Abstract

To assess whether an electronic health record (EHR) portal to enable health information exchange (HIE) between a hospital and three skilled nursing facilities (SNFs) reduced likelihood of patient readmission. Secondary data; all discharges from a large academic medical center to SNFs between July 2013 and March 2017, combined with portal usage records from SNFs with HIE access. We use difference-in-differences to determine whether portal implementation reduced likelihood of readmission over time for patients discharged to HIE-enabled SNFs, relative to those discharged to nonenabled facilities. Additional descriptive analyses of audit log data characterize portal use within enabled facilities.

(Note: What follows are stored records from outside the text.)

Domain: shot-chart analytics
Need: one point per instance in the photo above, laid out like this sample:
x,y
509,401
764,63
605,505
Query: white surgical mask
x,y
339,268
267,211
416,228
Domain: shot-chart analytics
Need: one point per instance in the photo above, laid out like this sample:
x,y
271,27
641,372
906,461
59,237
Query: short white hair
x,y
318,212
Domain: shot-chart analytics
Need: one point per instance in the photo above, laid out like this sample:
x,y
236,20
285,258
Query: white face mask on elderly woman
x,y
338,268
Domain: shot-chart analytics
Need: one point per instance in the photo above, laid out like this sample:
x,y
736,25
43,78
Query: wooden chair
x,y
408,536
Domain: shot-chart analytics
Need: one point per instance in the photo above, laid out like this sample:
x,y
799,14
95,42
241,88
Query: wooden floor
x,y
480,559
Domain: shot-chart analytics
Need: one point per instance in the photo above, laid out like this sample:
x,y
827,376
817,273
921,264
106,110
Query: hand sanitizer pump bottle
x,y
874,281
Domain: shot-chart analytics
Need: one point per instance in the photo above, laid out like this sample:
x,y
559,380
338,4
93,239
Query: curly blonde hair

Encounter-level clinical EHR data were merged with EHR audit log data that captured portal usage in the timeframe associated with a patient transition from hospital to SNF. Declines in likelihood of 30-day readmission were not significantly different for patients in HIE-enabled vs control SNFs (diff-in-diff=0.022; P=.431). We observe similar null effects with shorter readmission windows. The portal was used for 46 percent of discharges, with significant usage pattern variation within/across facilities. Implementation of a hospital-SNF EHR portal did not reduce readmissions from enabled SNFs. Emergent HIE use cases need to be better defined and leveraged for design and implementation that generates value in the context of postacute transitions.